Youth Desire More Transportation Options

Illinois PIRG Education Fund

A new report released today by the Illinois PIRG Education Fund demonstrates that Americans have been driving less since the middle of last decade. The report, Transportation and the New Generation: Why Young People are Driving Less and What it Means for Transportation Policy, shows that young people in particular are decreasing the amount they drive and increasing their use of transportation alternatives.

“For the first time in two generations, there has been a significant shift in how many miles Americans are driving each year,” said Brian Imus, Director of the Illinois PIRG Education Fund. “America needs to understand these trends when deciding how to focus our future transportation investments, especially when transportation dollars are so scarce.”

Transportation and the New Generation reveals that for the first time since World War II, Americans are driving less and have been doing so since the middle of last decade.
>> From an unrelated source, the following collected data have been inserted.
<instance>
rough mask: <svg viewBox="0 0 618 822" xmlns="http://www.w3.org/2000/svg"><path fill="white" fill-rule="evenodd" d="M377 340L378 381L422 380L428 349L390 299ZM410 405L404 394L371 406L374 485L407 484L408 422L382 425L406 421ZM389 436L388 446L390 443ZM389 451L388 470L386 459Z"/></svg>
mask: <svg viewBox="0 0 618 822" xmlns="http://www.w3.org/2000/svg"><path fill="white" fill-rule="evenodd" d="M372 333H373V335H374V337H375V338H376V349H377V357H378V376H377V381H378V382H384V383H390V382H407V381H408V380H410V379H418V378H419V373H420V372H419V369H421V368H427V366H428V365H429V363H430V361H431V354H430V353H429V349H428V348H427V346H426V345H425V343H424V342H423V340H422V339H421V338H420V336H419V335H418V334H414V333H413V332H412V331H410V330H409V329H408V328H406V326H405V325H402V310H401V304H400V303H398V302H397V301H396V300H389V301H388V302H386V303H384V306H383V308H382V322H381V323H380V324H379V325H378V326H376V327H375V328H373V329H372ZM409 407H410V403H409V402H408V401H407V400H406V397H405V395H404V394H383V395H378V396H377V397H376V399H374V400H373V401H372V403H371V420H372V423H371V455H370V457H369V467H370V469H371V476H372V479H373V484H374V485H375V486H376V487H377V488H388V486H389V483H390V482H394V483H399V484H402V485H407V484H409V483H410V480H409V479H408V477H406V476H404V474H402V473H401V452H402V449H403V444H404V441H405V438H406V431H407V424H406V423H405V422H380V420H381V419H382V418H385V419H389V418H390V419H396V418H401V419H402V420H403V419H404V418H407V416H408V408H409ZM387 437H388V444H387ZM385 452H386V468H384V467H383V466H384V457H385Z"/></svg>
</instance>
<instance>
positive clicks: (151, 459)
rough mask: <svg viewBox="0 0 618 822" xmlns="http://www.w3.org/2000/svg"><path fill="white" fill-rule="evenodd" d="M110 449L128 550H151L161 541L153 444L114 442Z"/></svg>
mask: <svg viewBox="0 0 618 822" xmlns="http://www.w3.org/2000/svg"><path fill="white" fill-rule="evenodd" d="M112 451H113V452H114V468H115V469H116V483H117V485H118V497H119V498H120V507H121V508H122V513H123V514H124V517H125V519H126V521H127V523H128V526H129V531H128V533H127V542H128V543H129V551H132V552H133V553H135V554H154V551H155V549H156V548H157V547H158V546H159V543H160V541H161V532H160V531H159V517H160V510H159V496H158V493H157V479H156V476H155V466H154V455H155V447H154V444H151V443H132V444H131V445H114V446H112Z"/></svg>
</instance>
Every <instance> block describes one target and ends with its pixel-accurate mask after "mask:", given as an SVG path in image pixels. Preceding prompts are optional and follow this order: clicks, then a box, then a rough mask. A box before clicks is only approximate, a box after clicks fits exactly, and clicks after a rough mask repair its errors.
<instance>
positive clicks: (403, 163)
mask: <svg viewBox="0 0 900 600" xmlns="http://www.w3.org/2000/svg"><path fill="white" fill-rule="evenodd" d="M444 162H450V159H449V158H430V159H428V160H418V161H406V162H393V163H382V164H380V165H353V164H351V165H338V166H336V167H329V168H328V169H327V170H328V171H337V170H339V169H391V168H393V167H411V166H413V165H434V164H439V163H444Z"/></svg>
The report shows that by 2011, the average American was driving 6 percent fewer miles per year than in 2004. 

This trend away from driving is even more pronounced among young people. The average young person (age 16-34) drove 23 percent fewer miles in 2009 than the average young person in 2001. The report also notes that a growing number of young Americans do not have driver’s licenses; from 2000 to 2010, the share of 14 to 34-year-olds without a license increased from 21 percent to 26 percent.

According to the report, between 2001 and 2009, the annual number of miles traveled by 16 to 34 year olds on public transit such as trains and buses increased by 40 percent. 

“The shift away from six decades of in¬creasing vehicle travel to a new reality of slow-growing or even declining vehicle travel has potentially seismic implica¬tions for transportation policy,” says Benjamin Davis, analyst with Frontier Group and co-author of the report. “It calls into question the very wisdom of our current transportation investment priorities.” 

“America’s transportation preferences appear to be changing. Our elected officials need to make transportation decisions based on the real needs of Americans in the 21st century,” concluded Imus.